Ambas obras son, de formas muy distintas, un retrato de aquel efervescente periodo en el que tres jóvenes se abrían paso en la vida mientras su país resurgía de las cenizas de la guerra. De su mano paseamos por una Osaka en al que conviven multitud de salas de cine con viejos cuentacuentos callejeros; los primeros edificios modernos y sus anuncios de neón con edificios cochambrosos que apenas se tienen en pie. Precisamente en estos últimos tienen su sede las editoriales de kashihon; a pesar de su modestia, una de ellas, Hinomaru Bunko, tiene ambición: quiere comerse el mercado con una nueva publicación, la revista Kage, donde recopilarán historias de detectives a cargo de, entre otros, las tres jóvenes promesas Tatsumi, Matsumoto y Saitô.
El éxito inesperado de la Kage alienta las ganas de estos autores por hacer algo revolucionario, pero también la feroz competencia entre editoriales, que se los van a disputar. Comienzan así las «guerras del kashihon«, con el sensei Takigawa, mentor de los tres jóvenes, como actor principal en las diferentes escaramuzas editoriales. Mientras, la introducción de nuevas temáticas y enfoques hacen que el manga, que hasta entonces se entendía como una inocente distracción, comience a considerarse como un influjo pernicioso para los niños.
El surgimiento del gekiga forma parte de la historia del manga; es un episodio que rebosa de la épica de los perdedores, porque a pesar de su éxito, sus impulsores no dejaban de ser unos pringados. En ‘Una vida errante‘, Tatsumi lo contó en primera persona (aunque marcando distancias con un seudónimo para su personaje), de manera que su progresión profesional es indisoluble de su proceso hacia la vida adulta. Sus andanzas editoriales se dan la mano con sus primeros escarceos amorosos; la difícil relación con su hermano, también dibujante; la economía doméstica (en esto coincidieron los tres autores: en una época de grandes estrecheces, lo que empezó como afición se convirtió en el sustento principal de sus familias), o las ansias de abrirse paso en el nuevo entorno urbano y cosmopolita.

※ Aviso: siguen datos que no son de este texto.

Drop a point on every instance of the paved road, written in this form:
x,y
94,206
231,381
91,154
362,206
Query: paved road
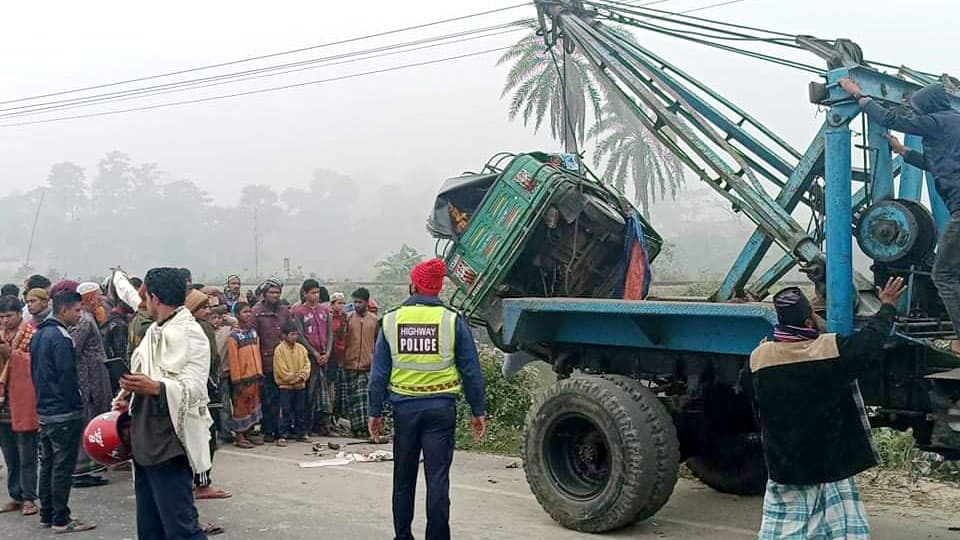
x,y
276,500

Tatsumi supo retratar como nadie ese Japón de los perdedores porque, como demuestra magistralmente en esta obra, él mismo formaba parte de ellos. La antología ‘Tatsumi’ editada también por Satori es perfecta prueba de la maestría del autor en captar el desasosiego de toda una generación.

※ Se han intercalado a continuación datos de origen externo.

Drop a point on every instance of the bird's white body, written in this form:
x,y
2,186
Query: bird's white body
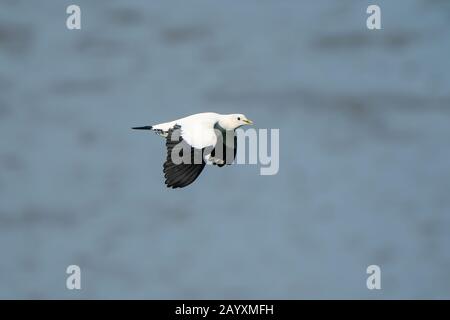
x,y
198,129
198,133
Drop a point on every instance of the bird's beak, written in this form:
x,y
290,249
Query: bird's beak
x,y
142,128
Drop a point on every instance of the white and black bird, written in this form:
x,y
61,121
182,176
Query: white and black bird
x,y
205,135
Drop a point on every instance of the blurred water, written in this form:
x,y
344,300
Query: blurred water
x,y
364,173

‘Los locos del gekiga‘ cuenta más o menos la misma historia que ‘Una vida errante’, pero de forma muy diferente. Matsumoto serializó esta obra entre 1979 y 1984, mucho más cerca en el tiempo de los hechos que Tatsumi, que hizo lo propio entre 1995 y 2006. Mientras que Tatsumi se coloca el foco, Matsumoto opta por diluir el protagonismo entre sus compañeros, de manera que incluso él mismo es el que menos peso tiene en la historia. Aquí cobran relevancia las dos fuertes personalidades que se intuían en ‘Una vida errante’: por un lado, el sensei Takigawa: dipsómano, manirroto y preso del rencor hacia el mundo del manga, donde rozó el éxito y fracasó; por otro, Takao Saitô, un excéntrico pagado de sí mismo, con una fe tal en sus posibilidades que no dudó en cerrar la peluquería familiar y dejarlo todo para dedicarse de lleno al manga. Por cierto que Saitô logró su sueño, aunque de forma muy distinta a sus compañeros: hoy, todavía al pie del cañón, se mantiene como cabeza visible de Saito Production, compañía que sigue produciendo historietas de su famoso personaje Golgo 13.

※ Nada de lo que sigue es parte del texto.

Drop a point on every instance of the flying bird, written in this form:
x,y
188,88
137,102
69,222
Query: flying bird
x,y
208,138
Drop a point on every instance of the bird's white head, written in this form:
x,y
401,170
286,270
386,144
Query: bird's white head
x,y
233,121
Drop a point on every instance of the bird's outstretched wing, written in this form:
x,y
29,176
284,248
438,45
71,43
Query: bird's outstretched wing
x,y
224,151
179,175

Otros autores que asoman por las páginas estas obras son Yoshiharu Tsuge o Kakuo Umezz. Y es que el gekiga no fue solo cosa de tres dibujantes, aunque sus nombres sean menos conocidos. Curiosamente, aunque el título de Matsumoto es más coral, es Tatsumi quien mejor muestra las dinámicas entre el grupito de novatos, con sus debates sobre cómo denominar a lo que estaban haciendo y qué lo definía, así como sobre su situación como trabajadores ante las ofertas y las quiebras de las empresas editoras.
La versión de los hechos de Matsumoto alcanza un menor impacto en cuanto que renunciar a la primera persona le resta empatía frente al relato más íntimo de Tatsumi. Sin embargo, precisamente por esa mayor distancia que se toma, ofrece un mayor grado de sordidez y patetismo. Matsumoto lo tenía también muy claro: todos formaban parte del mismo club de marginados. El recopilatorio de historias cortas ‘La chica de los cigarrillos’ (Gallo Nero) da fe de ese interés por retratar las miserias de quienes quedaban atrás en el crecimiento económico japonés.
Tatsumi, Matsumoto y Saitô eran tres tipos que compartían cuartucho, cama, retrete y tablero de dibujo, al que se asían en verano en ropa interior y en invierno al calor del brasero, con el único afán de de crear algo completamente nuevo: el gekiga. Una historia tan mundana como apasionante.